Third Variable Problem:
- A third, unmeasured variable might be influencing both variables.
- Example: Correlation between number of cats and mice in a street may be impacted by a third varibale: new location of cheese shop nearby.
Direction of Causality Problem:
- Correlation does not indicate which variable causes the change in the other.
- Example: It's assumed cats are eating mice. But what if mutated mice compete with cats which deters them from being in the area?
Human input and knowledge of the world are crucial when interpreting correlations.

To prove that one thing causes another, you need to establish:
- Statistical association or correlation.
- Temporal precedence: the cause must precede the effect.
- Ruling out alternative explanations: if you can't reject alternative explanations, you can't demonstrate causality.
Correlation doesn't imply cause and effect.

Significance testing determines the accuracy of inferring sample results to the wider population.
Example: If 75% of 2,000 students surveyed indicate a 64% satisfaction rate, how confident can we be that this figure represents all 2,000 students?
It assesses the confidence level in generalizing findings to the population.
A significance level is used, commonly 95% in social research.
- 95% confidence level means a 5% risk of being wrong.
The goal of significance testing is to give more credibility to your argument.

Experimental Hypothesis (H1): The initial hypothesis or hunch (e.g., a student union score is lower than the average for London).
Null Hypothesis: States that there is no effect or relationship between the variables.
- Statistical tests aim to disprove the null hypothesis.
- Example: The null hypothesis would be that a student union does not score lower than the average for London.
Analysis determines the likelihood of observing the collected data if the null hypothesis were true.
A confidence level of 95% is typically required to reject the null hypothesis.

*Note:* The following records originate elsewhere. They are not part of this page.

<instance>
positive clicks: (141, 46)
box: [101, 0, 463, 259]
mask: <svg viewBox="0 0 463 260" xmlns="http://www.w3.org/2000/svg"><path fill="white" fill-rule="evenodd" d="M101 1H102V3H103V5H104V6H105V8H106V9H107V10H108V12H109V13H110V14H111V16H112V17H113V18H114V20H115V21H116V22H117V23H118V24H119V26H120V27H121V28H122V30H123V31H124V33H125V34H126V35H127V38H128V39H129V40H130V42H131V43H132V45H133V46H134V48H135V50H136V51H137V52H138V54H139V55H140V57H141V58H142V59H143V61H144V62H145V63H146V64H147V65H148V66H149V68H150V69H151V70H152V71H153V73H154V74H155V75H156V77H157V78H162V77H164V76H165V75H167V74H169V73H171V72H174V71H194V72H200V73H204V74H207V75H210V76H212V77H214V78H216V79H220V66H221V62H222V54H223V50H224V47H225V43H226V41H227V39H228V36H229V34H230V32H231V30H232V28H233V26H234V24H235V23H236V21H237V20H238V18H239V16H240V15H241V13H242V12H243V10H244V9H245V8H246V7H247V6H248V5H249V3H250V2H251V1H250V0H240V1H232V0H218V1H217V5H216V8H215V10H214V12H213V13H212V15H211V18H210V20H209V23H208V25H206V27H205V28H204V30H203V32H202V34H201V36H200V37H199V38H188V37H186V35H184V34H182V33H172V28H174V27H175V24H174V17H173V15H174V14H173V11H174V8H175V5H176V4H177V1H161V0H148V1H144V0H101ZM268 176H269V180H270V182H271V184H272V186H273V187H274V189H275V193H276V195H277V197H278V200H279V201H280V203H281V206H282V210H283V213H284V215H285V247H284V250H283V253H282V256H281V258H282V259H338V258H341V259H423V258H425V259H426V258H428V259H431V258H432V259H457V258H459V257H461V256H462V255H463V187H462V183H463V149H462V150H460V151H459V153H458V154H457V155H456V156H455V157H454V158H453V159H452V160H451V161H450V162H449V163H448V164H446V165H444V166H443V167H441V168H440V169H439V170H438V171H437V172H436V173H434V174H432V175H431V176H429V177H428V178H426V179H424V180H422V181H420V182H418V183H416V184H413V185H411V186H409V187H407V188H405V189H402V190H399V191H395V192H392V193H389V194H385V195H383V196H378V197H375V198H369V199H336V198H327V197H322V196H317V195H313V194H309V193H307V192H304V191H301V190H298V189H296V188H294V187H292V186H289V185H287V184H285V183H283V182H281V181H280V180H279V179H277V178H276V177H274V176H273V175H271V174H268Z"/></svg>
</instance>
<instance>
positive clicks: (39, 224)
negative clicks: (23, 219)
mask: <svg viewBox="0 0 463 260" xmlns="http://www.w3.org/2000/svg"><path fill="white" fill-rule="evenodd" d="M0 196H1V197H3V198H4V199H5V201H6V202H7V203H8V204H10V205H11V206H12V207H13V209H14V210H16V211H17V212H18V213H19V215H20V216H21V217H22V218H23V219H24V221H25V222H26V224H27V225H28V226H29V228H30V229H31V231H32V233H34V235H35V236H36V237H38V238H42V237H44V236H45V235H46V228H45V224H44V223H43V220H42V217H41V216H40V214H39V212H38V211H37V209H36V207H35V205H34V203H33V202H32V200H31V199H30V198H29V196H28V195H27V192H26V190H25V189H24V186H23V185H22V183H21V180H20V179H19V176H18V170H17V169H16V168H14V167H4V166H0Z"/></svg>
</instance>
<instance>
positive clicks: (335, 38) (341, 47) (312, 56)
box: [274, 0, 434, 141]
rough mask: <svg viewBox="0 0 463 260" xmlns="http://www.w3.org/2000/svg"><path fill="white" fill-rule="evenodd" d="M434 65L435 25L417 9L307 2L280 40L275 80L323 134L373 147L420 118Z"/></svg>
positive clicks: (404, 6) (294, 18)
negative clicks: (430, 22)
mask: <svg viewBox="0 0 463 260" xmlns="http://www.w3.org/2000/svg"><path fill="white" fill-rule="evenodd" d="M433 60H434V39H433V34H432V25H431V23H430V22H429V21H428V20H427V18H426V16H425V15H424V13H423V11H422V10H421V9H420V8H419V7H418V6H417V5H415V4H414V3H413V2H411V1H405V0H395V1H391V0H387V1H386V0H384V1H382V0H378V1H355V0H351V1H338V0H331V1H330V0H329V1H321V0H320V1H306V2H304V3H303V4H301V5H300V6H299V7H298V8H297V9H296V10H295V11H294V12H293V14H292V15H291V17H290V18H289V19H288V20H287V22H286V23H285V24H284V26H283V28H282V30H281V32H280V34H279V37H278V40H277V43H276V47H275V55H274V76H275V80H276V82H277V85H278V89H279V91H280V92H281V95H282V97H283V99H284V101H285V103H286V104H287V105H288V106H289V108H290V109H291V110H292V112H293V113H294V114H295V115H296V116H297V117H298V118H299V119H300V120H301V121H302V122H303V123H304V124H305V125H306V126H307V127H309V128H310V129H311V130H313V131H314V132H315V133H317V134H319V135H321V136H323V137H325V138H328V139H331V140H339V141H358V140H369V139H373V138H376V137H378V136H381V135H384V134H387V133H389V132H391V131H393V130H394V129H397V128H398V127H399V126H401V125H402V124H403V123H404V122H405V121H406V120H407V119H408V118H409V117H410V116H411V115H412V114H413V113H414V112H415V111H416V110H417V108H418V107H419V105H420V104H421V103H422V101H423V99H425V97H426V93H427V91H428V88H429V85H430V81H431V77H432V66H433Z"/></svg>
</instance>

Start with a null hypothesis that there is no relationship between two variables.
Establish an acceptable significance level (commonly 95%).
Test the significance of your findings using online tools.
If you're 95% sure your hypothesis is accurate, reject the null hypothesis.
Significance of Variables can be tested using the Z-test
- Input sample size and percentage into a Z-test to see significance.

Validate the importance of identified differences.
- Determine if a drop in department scores is statistically significant.
- Assess whether the difference between departments like Dentistry and Medicine is significant.
Support arguments by demonstrating significant associations between variables.
- Suggests that changing one variable can impact the other, especially when relating questions to overall satisfaction.